Before I get accused of being an intolerant, homophobic zealot...let me say that I would feel the same way if the Bishop were an admitted and unrepentant adulterer. It would be no different for the the Anglican church to promote an adulterer who planned to continue cheating on his wife to a position of authority. Both are acts of sexual immorality according to the Bible.

I also hold the same view on the Catholic bishops that are proven pedophiles. The should be completely removed from the positions of authority, not just moved to another parish.
This is good reasoning.

I included the "yes with teaching" option, because it's possible that he could teach it as being a sin, yet something which is his version of Pauls "thorn in his side" as it were. Consequently taking a "follow Jesus, not me" approach.

I have no idea what his practices are. He may abstain, he may have a partner I have no idea. I don't know how he resolves the issue.

I have an abstaining yet open homosexual involved in leadership on my music team. I personally have no problems with him or his lifestyle whether he's practicing or not. HOWEVER. I think I would have problems if the Pastor I was UNDER was a practicing homosexual. It would affect my ability to trust his judgement on both biblical interpretation for starters.
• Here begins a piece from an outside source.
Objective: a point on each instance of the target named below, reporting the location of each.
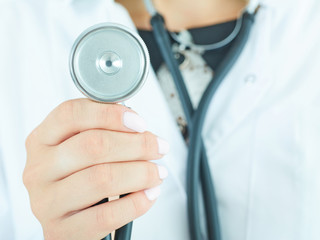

But here's where it all get's really funky.

If I remarry, am I in the same position as a homosexual? I've either resolved living in a way the bible speaks against, or I'm living in a state of rebellion against the will of God. Am I expecting people under me to do what I cannot?

There are many churches that will not ordain divorced people, let alone remarried people.

YET... a former minister who had lost his parish because his wife left him, was of incredible help and healing to me when my wife and I initially split. His wisdom and counsel still ring in my ears years later. When I knew him he was in another church as a cousellor/pastor, not a head pastor. But the same church does allow remarried men to be senior pastors. Actually a couple of sundays ago a divorced and remarried man, a guest speaker was preaching. He was incredible. An incredible speaker full of the Holy Spirit. Very powerful.

All that said, I am not a preacher or pastor, but it's a conundrum. In restricting a homosexuals leadership potential I in effect restrict myself.... "judge not, lest you be judged".

The "yes with teaching" element is something I myself would do. I completely agree with the sanctity of marriage, and believe you shouldn't divorce, but of course acknowledge the reality of human existence and our flawed state. Marriage is an intended state, not a prison.

How far do we go in requiring moral fibre from our church leaders? On one hand we acknowledge that "all have sinned in the eyes of God" and that "all sins are equal" and that salvation is past present and future, yet on the other, place sexual sin, and visible sin above hidden sins, and sins of attitude and thought.

What of a covetous Bishop? A drunkard Bishop? We may never know.

Are we expecting church leaders to be "Jesus" when in reality they are simply a cog in a Jesus loving communitiy wheel like any other person.

Leaders ARE given a higher standard to follow in the Bible, but how far do we go in applying those standards to OTHERS rather than ourselves?